I'm doing some search speed tests and the results are quite disappointing. Infact, if I look for a data wich is recognized as a field of some sort (let's say is surrounded by blanks), the search is really fast (EG: search
index=xxxx u024015 ). But if the key is not isolated between blanks I have to use the more general search
index=xxxx *u024015*. In this case the search time rise more than exponentially (Job inspector says that at 13% of completition it took already 1,265.527 secs for 3,361,383 scanned events.
In the first case, the search is very fast because it looks in the index for a certain string (u024015), while in the latter it must perform an almost full text search and index scanning.
Is there anyting we can do to boost performances? Working on segmentation and how?
Thanks for suggestions, Marco
I tried to add a sample here but there's no space enough. It looks like this:
0000060356323.03.201017.04.06010051750SCHASC6E 0000000000123.03.2010>MID010005120000 WQUFLAVDIS01010877208772U095981 w01085821u 9598120100323INQUI170405620 2303201000000215 I 0 01025 6035632010-03-2317.04.06010051750SCHASC6E LUYD03
Adding on to what Stephen said...
If modifying your input data is not an option (using an external tool, or using the
SEDCMD feature), then you could also use indexed fields. Generally speaking, indexed fields should be considered as a last resort because they are less-flexible and more difficult to setup properly. But in your case, if tweaking your input data is out of the question, then this may be the best option for you.
Another thought: If the only reason not to tweak your data is because you have a business requirement that mandates that you be able to retrieve the original content, then you could write your own search command that could "undo" your various changed made by your
SEDCMD filters so that the original data would still be retrievable.
For example, if your raw event looks like this: (this is a scrubbed NACHA record I found laying around)

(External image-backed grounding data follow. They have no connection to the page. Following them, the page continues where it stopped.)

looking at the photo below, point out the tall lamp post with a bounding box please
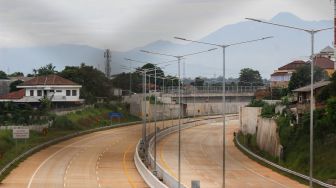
[175,36,272,188]
[245,18,332,187]
[126,57,171,175]
[140,48,217,188]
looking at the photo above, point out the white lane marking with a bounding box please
[63,149,84,188]
[27,131,127,188]
[95,140,119,188]
[186,122,291,188]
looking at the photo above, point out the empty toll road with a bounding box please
[0,123,151,188]
[157,120,307,188]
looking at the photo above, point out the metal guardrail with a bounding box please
[235,135,336,188]
[148,118,223,188]
[135,115,234,188]
[0,121,141,178]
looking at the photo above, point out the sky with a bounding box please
[0,0,334,51]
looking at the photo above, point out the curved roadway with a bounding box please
[0,120,177,188]
[157,119,308,188]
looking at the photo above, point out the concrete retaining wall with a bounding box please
[128,96,246,120]
[239,107,262,135]
[240,106,282,157]
[256,118,282,157]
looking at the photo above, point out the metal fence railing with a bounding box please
[135,115,231,188]
[235,135,336,188]
[165,86,265,95]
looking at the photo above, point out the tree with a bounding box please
[0,71,8,79]
[33,63,57,76]
[288,64,327,92]
[9,80,24,92]
[59,63,111,103]
[238,68,263,86]
[317,72,336,102]
[8,72,24,77]
[193,77,204,86]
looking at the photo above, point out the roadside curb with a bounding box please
[234,133,336,188]
[0,120,141,181]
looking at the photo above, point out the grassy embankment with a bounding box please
[237,99,336,186]
[0,103,140,181]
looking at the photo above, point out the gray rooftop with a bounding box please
[293,80,331,92]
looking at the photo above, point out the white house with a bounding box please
[0,75,83,104]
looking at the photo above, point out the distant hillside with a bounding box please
[0,12,333,78]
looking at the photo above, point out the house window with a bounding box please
[56,90,62,93]
[37,90,42,96]
[50,90,54,93]
[72,90,77,96]
[29,90,34,96]
[66,90,71,96]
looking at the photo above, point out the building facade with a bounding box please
[0,75,83,104]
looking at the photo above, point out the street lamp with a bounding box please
[141,48,217,188]
[175,36,272,188]
[127,59,170,175]
[245,18,332,187]
[122,66,158,158]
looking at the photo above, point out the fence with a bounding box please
[135,115,232,188]
[166,86,265,95]
[235,135,336,188]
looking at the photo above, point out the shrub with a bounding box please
[247,99,266,107]
[0,131,14,158]
[52,116,78,130]
[261,104,276,118]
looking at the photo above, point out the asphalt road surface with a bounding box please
[0,120,178,188]
[157,119,308,188]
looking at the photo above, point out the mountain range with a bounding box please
[0,12,333,78]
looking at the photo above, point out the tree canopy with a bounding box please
[0,71,8,79]
[8,72,24,77]
[238,68,263,86]
[317,72,336,102]
[59,63,111,103]
[33,63,57,76]
[113,63,178,93]
[191,77,204,86]
[288,64,328,91]
[10,80,24,92]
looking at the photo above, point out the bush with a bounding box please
[247,99,266,107]
[52,116,78,130]
[261,104,276,118]
[277,115,292,147]
[0,131,14,158]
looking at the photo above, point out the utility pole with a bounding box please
[104,49,111,78]
[334,0,336,70]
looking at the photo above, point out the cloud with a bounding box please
[0,0,333,51]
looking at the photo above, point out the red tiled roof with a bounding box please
[314,57,334,69]
[278,60,307,70]
[271,72,290,76]
[19,75,79,86]
[0,89,25,100]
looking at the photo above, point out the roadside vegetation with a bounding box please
[239,72,336,183]
[0,63,142,180]
[0,103,139,181]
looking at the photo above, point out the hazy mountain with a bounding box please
[0,12,333,78]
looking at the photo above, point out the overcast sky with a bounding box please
[0,0,334,51]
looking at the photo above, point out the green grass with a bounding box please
[0,105,140,181]
[236,132,336,187]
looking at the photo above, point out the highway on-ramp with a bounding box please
[157,119,308,188]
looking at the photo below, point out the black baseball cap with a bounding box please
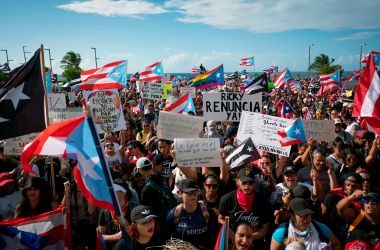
[289,198,314,216]
[178,179,199,192]
[283,166,297,175]
[131,205,157,224]
[362,192,380,201]
[291,185,311,200]
[24,177,46,189]
[237,168,255,182]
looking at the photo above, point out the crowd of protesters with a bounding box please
[0,72,379,250]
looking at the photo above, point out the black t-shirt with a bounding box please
[155,154,177,179]
[359,148,380,193]
[347,210,380,246]
[113,233,164,250]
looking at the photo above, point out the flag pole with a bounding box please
[84,102,129,246]
[40,44,57,198]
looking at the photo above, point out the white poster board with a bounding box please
[141,82,164,100]
[4,133,39,155]
[83,89,126,133]
[180,86,196,97]
[49,108,83,124]
[236,111,293,156]
[302,119,335,142]
[203,92,262,121]
[136,81,144,93]
[48,93,66,109]
[157,111,204,140]
[174,138,222,167]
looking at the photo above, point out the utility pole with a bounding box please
[1,49,13,73]
[44,48,54,73]
[91,47,99,68]
[22,46,31,63]
[308,43,314,78]
[359,43,366,70]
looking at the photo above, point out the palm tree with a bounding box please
[309,54,335,74]
[60,51,82,70]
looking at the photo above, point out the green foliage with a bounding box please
[0,70,6,81]
[60,51,82,71]
[309,53,342,75]
[321,64,344,75]
[62,66,82,81]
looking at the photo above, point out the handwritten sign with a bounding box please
[302,119,335,142]
[174,138,221,167]
[141,82,164,100]
[48,93,66,109]
[83,89,126,133]
[157,111,204,140]
[180,86,196,97]
[236,111,292,156]
[4,133,39,155]
[49,108,83,124]
[162,83,172,100]
[203,92,262,121]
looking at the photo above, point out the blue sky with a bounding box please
[1,0,379,74]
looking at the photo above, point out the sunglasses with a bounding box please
[360,198,379,205]
[184,190,198,196]
[105,144,114,148]
[242,181,254,185]
[205,184,218,189]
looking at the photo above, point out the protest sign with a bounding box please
[236,111,292,156]
[141,82,164,100]
[4,133,39,155]
[83,89,126,133]
[47,93,66,109]
[203,92,262,121]
[157,111,204,140]
[174,138,222,167]
[180,86,196,97]
[302,119,335,142]
[162,83,172,100]
[136,81,144,93]
[49,108,83,124]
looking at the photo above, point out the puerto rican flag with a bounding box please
[21,116,116,211]
[344,71,357,82]
[353,53,380,119]
[0,206,71,249]
[80,60,127,90]
[192,67,201,75]
[319,70,340,86]
[265,65,278,74]
[139,61,163,82]
[274,67,293,89]
[164,93,196,114]
[360,51,380,64]
[304,108,312,120]
[240,57,255,66]
[277,118,307,147]
[288,80,301,93]
[278,100,296,119]
[317,82,340,96]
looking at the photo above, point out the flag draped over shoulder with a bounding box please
[0,205,71,249]
[277,118,307,147]
[21,116,116,211]
[192,64,224,89]
[80,60,128,90]
[0,48,46,140]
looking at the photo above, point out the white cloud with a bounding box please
[164,0,380,33]
[57,0,168,18]
[335,54,357,65]
[335,32,379,41]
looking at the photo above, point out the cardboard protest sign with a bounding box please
[302,119,335,142]
[180,86,196,97]
[157,111,204,140]
[236,111,293,156]
[47,93,66,109]
[49,108,83,124]
[4,133,39,155]
[203,92,262,121]
[174,138,221,167]
[141,82,164,100]
[162,83,172,100]
[83,89,126,133]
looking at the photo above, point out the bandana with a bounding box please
[110,203,128,227]
[236,188,254,213]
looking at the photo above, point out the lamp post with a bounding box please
[22,46,31,63]
[359,43,366,70]
[308,43,314,78]
[91,47,99,68]
[1,49,13,73]
[44,48,54,72]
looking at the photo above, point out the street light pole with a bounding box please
[91,47,99,68]
[44,48,54,73]
[359,43,366,70]
[308,43,314,78]
[1,49,13,73]
[22,46,31,63]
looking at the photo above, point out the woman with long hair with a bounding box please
[199,173,221,216]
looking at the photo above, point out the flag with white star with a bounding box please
[192,64,224,90]
[225,137,260,169]
[277,118,307,147]
[0,49,46,140]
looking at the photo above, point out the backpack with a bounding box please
[145,179,178,217]
[283,220,329,243]
[173,203,210,226]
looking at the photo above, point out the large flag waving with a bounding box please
[139,61,163,82]
[353,53,380,119]
[164,93,196,114]
[21,116,115,211]
[319,70,340,86]
[277,118,307,147]
[240,57,255,66]
[225,137,260,169]
[244,73,268,94]
[360,51,380,65]
[80,60,128,90]
[274,67,292,89]
[192,64,224,89]
[0,205,71,249]
[278,100,296,119]
[0,48,46,140]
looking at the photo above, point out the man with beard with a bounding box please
[219,168,272,249]
[204,120,224,146]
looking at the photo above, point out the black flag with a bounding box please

627031309302 0000200000BATCH_NAME 9016 21-47830 0301 0313233260000003
You could transform into something that looks like this:
6|27|031309302| |0000200000|BATCH_NAME |9016| |21-47830| |0301 |031323326|0000003
Now each individual field could be searched for rather quickly since "|" is a major breaker, and you could still pretty easily retrieve your original content by simply striping out the "|" characters with a search command like
rex mode=sed "s/\|//g", however if you raw data sometimes contains literal "|" characters, then you may need a more sophisticated approach; which is where a custom search command would come into play.
Docs & Resources:
To make this type of search fast, you'll have to make sure that splunk indexes the keywords that you need to key retrievals off of. The easiest way to do this is to add punctuation/whitespace to the fields before the data is indexed. If you don't have access to the logging format, you can modify the data as it comes in using a sed-like expression at index time (http://www.splunk.com/base/Documentation/4.1.3/Admin/Anonymizedatawithsed).
i think it would help to see what the events look like, in this case. wondering if you can post a couple sample events. you can "scrub" it to disguise or hide any sensitive info, if you need to.